Accordingly, abortion rights groups are under pressure to modify their mission statements to omit the word woman, as Katha Pollitt recently reported in The Nation. Those who have given in, like the New York Abortion Access Fund, now offer their services to “people” and to “callers.” Fund Texas Women, which covers the travel and hotel expenses of abortion seekers with no nearby clinic, recently changed its name to Fund Texas Choice. “With a name like Fund Texas Women, we were publicly excluding trans people who needed to get an abortion but were not women,” the group explains on its website.
I think it’s ok for people who provide services to make sure they’re not accidentally excluding trans people. It’s when we’re talking about (and/or working on) the politics of abortion that I think we really need to go on talking about women, because the politics of abortion is inextricably linked to the subordination of women.
The landscape that’s being mapped and the language that comes with it are impossible to understand and just as hard to navigate. The most theory-bound of the trans activists say that there are no paradoxes here, and that anyone who believes there are is clinging to a binary view of gender that’s hopelessly antiquated. Yet Ms. Jenner and Ms. Manning, to mention just two, expect to be called women even as the abortion providers are being told that using that term is discriminatory. So are those who have transitioned from men the only “legitimate” women left?
Are trans women better (truer) feminists than cis women?

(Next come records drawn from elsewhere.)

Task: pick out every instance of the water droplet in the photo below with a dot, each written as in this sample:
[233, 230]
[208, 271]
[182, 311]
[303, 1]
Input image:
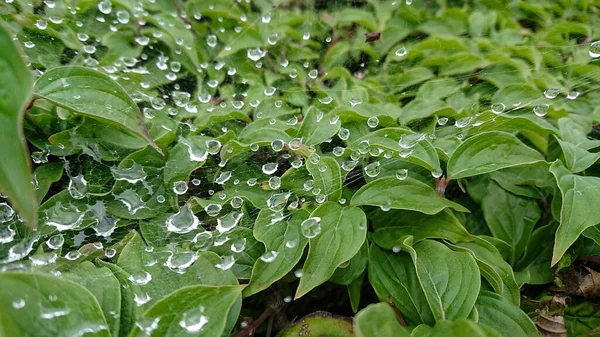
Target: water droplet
[183, 221]
[228, 221]
[354, 101]
[193, 320]
[77, 187]
[463, 122]
[141, 299]
[256, 54]
[595, 49]
[180, 187]
[140, 278]
[213, 209]
[373, 122]
[408, 141]
[238, 246]
[551, 93]
[401, 174]
[131, 200]
[269, 256]
[401, 51]
[311, 227]
[105, 6]
[498, 108]
[203, 241]
[132, 175]
[269, 168]
[541, 110]
[226, 262]
[372, 170]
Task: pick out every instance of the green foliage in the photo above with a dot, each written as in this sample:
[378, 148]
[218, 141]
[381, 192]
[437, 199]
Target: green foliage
[220, 168]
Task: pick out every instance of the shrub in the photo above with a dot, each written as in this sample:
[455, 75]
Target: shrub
[217, 168]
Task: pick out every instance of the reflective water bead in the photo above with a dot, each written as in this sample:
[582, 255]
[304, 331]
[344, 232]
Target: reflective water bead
[180, 187]
[401, 174]
[311, 227]
[541, 110]
[595, 49]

The struggle to move beyond such stereotypes is far from over, and trans activists could be women’s natural allies moving forward. So long as humans produce X and Y chromosomes that lead to the development of penises and vaginas, almost all of us will be “assigned” genders at birth. But what we do with those genders — the roles we assign ourselves, and each other, based on them — is almost entirely mutable.
If that’s the ultimate message of the mainstream of the trans community, we’ll happily, lovingly welcome them to the fight to create space for everyone to express him-, her- or, in gender neutral parlance, hir-self without being coerced by gendered expectations. But undermining women’s identities, and silencing, erasing or renaming our experiences, aren’t necessary to that struggle.
Bruce Jenner told Ms. Sawyer that what he looked forward to most in his transition was the chance to wear nail polish, not for a furtive, fugitive instant, but until it chips off. I want that for Bruce, now Caitlyn, too. But I also want her to remember: Nail polish does not a woman make.
Nor does the absence of nail polish make a man. I was fascinated by the paraphernalia of Being a Grownup Woman when I was a child, but once I was old enough to start deploying it for real, I got sick of it in a heartbeat. Some women like it; some don’t. Drip, drip, drip.